In [2]:
import pandas as pd 
import numpy as np
import matplotlib.pyplot as plt
from sklearn import linear_model
import seaborn as sns
import matplotlib.pyplot as plt
from sklearn.preprocessing import LabelEncoder
from sklearn.linear_model import LinearRegression
from sklearn.metrics import mean_absolute_error,mean_squared_error
from sklearn.inspection import permutation_importance
from sklearn.linear_model import LogisticRegression
from sklearn.model_selection import (train_test_split, cross_val_score, 
                                     GridSearchCV, RandomizedSearchCV)
from imblearn.over_sampling import RandomOverSampler
from imblearn.under_sampling import RandomUnderSampler
from collections import Counter
from sklearn.metrics import accuracy_score, precision_score, recall_score, f1_score, confusion_matrix
from sklearn.preprocessing import MinMaxScaler
from sklearn.preprocessing import StandardScaler


In [3]:
raw_df = pd.read_csv('stats.csv')

In [4]:
df = raw_df.copy()
df.drop('last_name, first_name',axis = 1,inplace=True)
df.drop('player_id',axis = 1,inplace=True)

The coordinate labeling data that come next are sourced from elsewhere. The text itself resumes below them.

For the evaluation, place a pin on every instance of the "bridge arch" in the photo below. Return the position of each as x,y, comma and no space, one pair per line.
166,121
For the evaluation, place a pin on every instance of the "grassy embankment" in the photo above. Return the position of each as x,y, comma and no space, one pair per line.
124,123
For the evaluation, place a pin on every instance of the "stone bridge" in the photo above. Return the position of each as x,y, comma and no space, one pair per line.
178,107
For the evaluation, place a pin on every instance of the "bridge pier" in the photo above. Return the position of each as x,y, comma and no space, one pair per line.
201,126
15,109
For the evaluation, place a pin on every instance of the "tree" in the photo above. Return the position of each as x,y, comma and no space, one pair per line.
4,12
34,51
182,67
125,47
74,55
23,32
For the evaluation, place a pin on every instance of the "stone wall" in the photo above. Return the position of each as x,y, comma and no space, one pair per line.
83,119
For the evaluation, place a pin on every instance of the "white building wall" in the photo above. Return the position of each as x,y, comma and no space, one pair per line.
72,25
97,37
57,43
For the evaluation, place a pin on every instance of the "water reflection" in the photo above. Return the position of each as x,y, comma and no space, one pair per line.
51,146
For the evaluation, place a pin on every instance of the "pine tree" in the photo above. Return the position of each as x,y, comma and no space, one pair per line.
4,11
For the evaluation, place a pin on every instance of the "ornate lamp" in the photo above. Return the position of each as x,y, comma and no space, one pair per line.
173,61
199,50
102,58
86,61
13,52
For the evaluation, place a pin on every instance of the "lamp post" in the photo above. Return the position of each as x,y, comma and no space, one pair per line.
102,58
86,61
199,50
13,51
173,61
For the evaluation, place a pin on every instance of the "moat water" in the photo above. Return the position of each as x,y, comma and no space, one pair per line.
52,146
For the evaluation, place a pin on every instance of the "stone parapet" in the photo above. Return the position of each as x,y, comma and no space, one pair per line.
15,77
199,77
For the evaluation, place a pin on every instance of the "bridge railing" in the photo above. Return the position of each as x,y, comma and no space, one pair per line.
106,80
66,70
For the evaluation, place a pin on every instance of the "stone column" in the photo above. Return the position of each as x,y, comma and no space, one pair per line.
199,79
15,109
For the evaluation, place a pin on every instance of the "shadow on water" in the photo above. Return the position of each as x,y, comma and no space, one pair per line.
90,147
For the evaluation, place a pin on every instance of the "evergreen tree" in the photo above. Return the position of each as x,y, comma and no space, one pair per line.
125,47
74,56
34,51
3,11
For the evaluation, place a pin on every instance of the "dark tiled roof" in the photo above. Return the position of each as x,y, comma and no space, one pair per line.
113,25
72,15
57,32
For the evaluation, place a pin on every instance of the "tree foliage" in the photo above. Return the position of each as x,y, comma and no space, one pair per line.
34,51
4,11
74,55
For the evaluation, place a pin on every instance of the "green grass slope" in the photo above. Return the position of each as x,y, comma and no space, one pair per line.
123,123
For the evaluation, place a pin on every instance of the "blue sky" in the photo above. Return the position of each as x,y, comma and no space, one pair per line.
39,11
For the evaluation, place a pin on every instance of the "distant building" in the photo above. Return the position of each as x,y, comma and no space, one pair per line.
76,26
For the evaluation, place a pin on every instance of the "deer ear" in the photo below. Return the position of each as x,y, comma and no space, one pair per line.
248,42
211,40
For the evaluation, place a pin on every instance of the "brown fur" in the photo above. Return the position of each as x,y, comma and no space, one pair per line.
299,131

CREATING A CLASSIFICATION PROBLEM 
BINNING OBPS 
An OPS scale

According to https://en.wikipedia.org/wiki/On-base_plus_slugging
"Bill James, in his essay titled "The 96 Families of Hitters"[4] uses seven different categories for classification by OPS:

| Category | Classification	| OPS range       |
|----------|----------------|-----------------|
|A         |	Great	    |.9000 and higher |
|B         |	Very good	|.8334 to .8999   |
|C         |Above average   |.7667 to .8333   |
|D         |	Average	    | .7000 to .7666  |
|E         |Below average	|.6334 to .6999   |
|F         |	Poor	    |.5667 to .6333   |
|G         |	Very poor   |.5666 and lower  |




I have created a scale such that we are classifying below, average and above average hitters based on their ops
The categories for classification by OPS I have created: 


| Category | Classification	| OPS range       |
|----------|----------------|-----------------|
|1         |At least Average|.7000 and higher
|0         |Below average	|.6999  and lower |


In [5]:
#new dataset for classification
c_df = df.copy()

# Define the OPS ranges and corresponding classifications
ops_ranges = {
    1: (0.7000, float('inf')),
    0: (-float('inf'), 0.6999)
}

# Create an empty list to store the classifications
classifications = []

for ops_value in c_df['on_base_plus_slg']:
    for classification, (lower_bound, upper_bound) in ops_ranges.items():
        if lower_bound <= ops_value < upper_bound:
            classifications.append(classification)
            break
    else:
        # If the OPS value didn't fall within any range, append a default value
        classifications.append('Unknown')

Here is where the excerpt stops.